On Monday, House Speaker Nancy Pelosi announced that the House of Representatives will formalize its impeachment inquiry against the president with a vote on Thursday.
Theoretically, Republicans should be relieved. After all, they've been pretending to wring their hands over the transparency of the impeachment hearings that half of the people attending are Republicans. They ordered pizza in the SCIF to try to impede a closed hearing, after all! And they brought their phones in, too, despite the fact that it was a secure area that personal cell phones were not allowed in. They were obviously very concerned.
The supposed justification for this congressional temper tantrum was that Nancy Pelosi, Adam Schiff and the like were conducting impeachment proceedings in secret in order to somehow mislead the country into thinking that there wasn't a case against the president. Does this make sense, considering that a federal judge has ruled that the current proceedings have been completely legitimate?
No.
But, regardless, many House Republicans insisted that the only way to conduct the impeachment investigation without it being a sham was to hold a formal House vote. They should be happy that Pelosi decided to do just that.
Of course, that's not what happened.
Kevin McCarthy, the House Minority Leader, tweeted:
"It's been 34 days since Nancy Pelosi unilaterally declared her impeachment inquiry.
Today's backtracking is an admission that this process has been botched from the start.
We will not legitimize the Schiff/Pelosi sham impeachment."
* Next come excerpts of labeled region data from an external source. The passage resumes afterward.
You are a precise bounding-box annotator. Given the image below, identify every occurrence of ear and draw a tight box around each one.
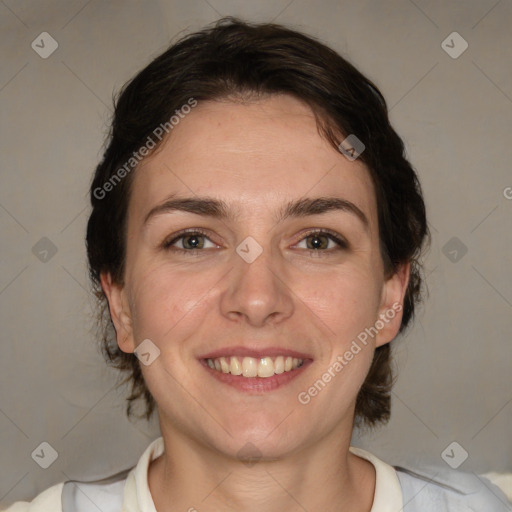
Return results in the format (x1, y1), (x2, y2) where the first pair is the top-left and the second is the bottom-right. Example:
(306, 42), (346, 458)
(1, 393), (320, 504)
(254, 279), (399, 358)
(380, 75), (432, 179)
(100, 272), (136, 353)
(375, 262), (411, 347)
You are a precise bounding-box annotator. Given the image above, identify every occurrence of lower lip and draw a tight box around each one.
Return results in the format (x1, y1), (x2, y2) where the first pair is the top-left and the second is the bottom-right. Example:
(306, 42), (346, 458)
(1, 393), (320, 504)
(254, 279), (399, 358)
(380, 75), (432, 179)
(201, 359), (313, 395)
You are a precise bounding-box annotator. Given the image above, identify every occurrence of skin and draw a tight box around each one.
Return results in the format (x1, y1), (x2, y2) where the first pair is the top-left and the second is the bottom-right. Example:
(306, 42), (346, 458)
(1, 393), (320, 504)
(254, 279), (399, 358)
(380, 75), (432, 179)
(102, 95), (409, 512)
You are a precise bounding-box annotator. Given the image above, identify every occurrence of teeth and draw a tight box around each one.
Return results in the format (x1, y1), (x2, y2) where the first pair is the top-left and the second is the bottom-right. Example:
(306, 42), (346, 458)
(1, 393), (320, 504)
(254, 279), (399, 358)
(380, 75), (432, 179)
(206, 356), (304, 378)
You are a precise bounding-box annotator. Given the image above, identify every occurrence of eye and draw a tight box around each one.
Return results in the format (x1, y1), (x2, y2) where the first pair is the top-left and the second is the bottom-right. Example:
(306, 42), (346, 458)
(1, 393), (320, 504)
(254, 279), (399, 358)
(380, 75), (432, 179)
(297, 230), (349, 252)
(162, 229), (218, 253)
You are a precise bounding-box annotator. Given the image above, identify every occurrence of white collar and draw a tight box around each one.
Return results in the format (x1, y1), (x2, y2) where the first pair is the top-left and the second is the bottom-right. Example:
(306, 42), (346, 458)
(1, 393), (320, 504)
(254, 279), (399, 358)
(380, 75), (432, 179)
(121, 437), (403, 512)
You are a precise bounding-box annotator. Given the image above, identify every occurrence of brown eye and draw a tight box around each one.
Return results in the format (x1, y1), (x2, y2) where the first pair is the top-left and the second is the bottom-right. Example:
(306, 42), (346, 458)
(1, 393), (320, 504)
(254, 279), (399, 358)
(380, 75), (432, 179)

Over in the Senate, Mitch McConnell similarly clarified that, no, Pelosi is still bad:
"House Democrats' impeachment resolution would just codify their unfair process. Here's what it contemplates:
1. No due process now
2. Maybe some later
3. But only if they feel like
No American, the president or anyone else, should be subjected to this kind of unfairness."
And Republican Rep. Doug Lamborn of Colorado rounded out the trifecta of backpedaling with this gem:
"It is too little too late for Pelosi to "formalize" a tainted and corrupt process against @realDonaldTrump. After weeks of soviet-style secrecy and withholding information from the public, Pelosi is attempting to legitimize a total sham."
If the Republican reaction to Pelosi's announcements has proven anything, it's that all their 'deep concern' about the legitimacy of their inquiry was an act. They don't care about transparency or House votes, because of course they don't. What they do care about, however, is pretending the House of Representatives doesn't have the authority to carry out a process that was specifically given to it by the Constitution. Their main goal is to make sure Donald Trump is allowed to do whatever he wants, if they have to purposely undermine faith in the U.S. Constitution to do that, oh well.